Wie funktionieren diese Lawinenwarnsysteme in Skijacken?

1 Antwort

Zuallererst handelt es sich bei dem System in deiner Jacke nicht um ein Warnsystem, sondern um einen Reflektor, der die Ortung im Falle einer Verschüttung erleichtert. Dieses Ding kann dich also nicht vor einer Verschüttung bewahren. Reflektoren haben zudem den Nachteil, dass sie nicht in allen Winkeln funktionieren. Wenn du also nicht in einem günstigen Winkel in der Lawine liegst, bringt das Ding nichts. Daher würde ich mich immer so verhalten, als ob es das Recco System nicht gäbe: Wenn man sich in potentiell lawinengefährdete Hänge begibt, hat man immer die Notfallausrüstung dabei.

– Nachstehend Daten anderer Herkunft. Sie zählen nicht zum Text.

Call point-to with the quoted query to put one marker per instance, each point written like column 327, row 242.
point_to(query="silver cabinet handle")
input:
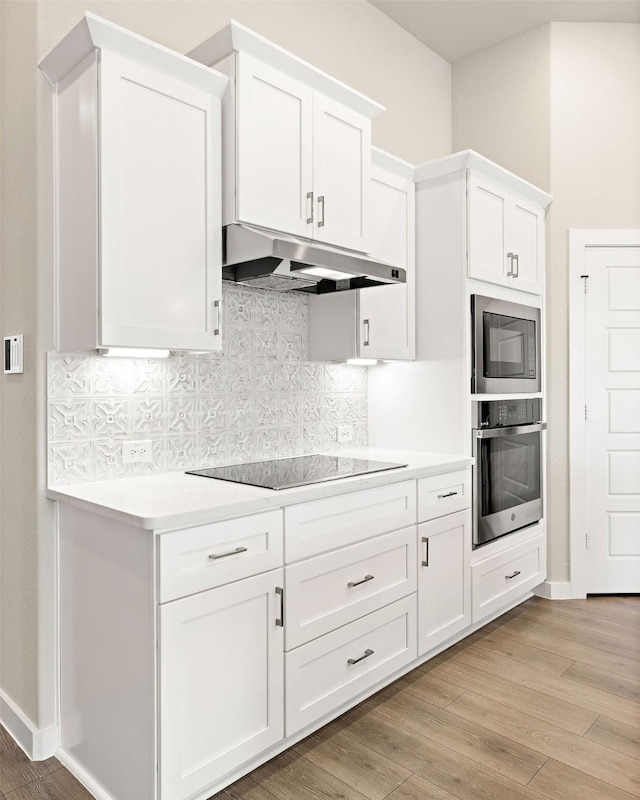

Ich würde vom Recco-System nicht allzuviel halten: Bis die Die Statistiken zeigen, dass in den letzten 3 Jahren ein einziger Verschütteter durch das Recco-System gerettet wurde. Alle anderen Verschütteten wurden durch Kameradenrettung bzw. organisierte Hilfe über LVS-Gerätesuche, Sondieren oder Hunde gefunden. Wobei selbst die organisierte Hilfe (Bergwacht, REGA etc.) meist nur noch die Toten abholt. Durchgesetzt hat sich das Recco nur deswegen, weil es tatsächlich fast nichts kostet, so einen Reflektor in Jacken einzubauen.

Bei dem System gibt es einen aktiven und einen passiven Teil. Das passive Element befindet sich in Deiner Jacke, es handelt sich eigentlich um nicht anderes als um einen Reflektor.

Nach einer Lawine können Rettungsdienste mit dem aktiven Element, nämlich einem Suchgerät das betroffene Gebiet absuchen; das Gerät sendet Signale aus, die vom passiven Teil in den Jacken reflektiert und dann angezeigt werden.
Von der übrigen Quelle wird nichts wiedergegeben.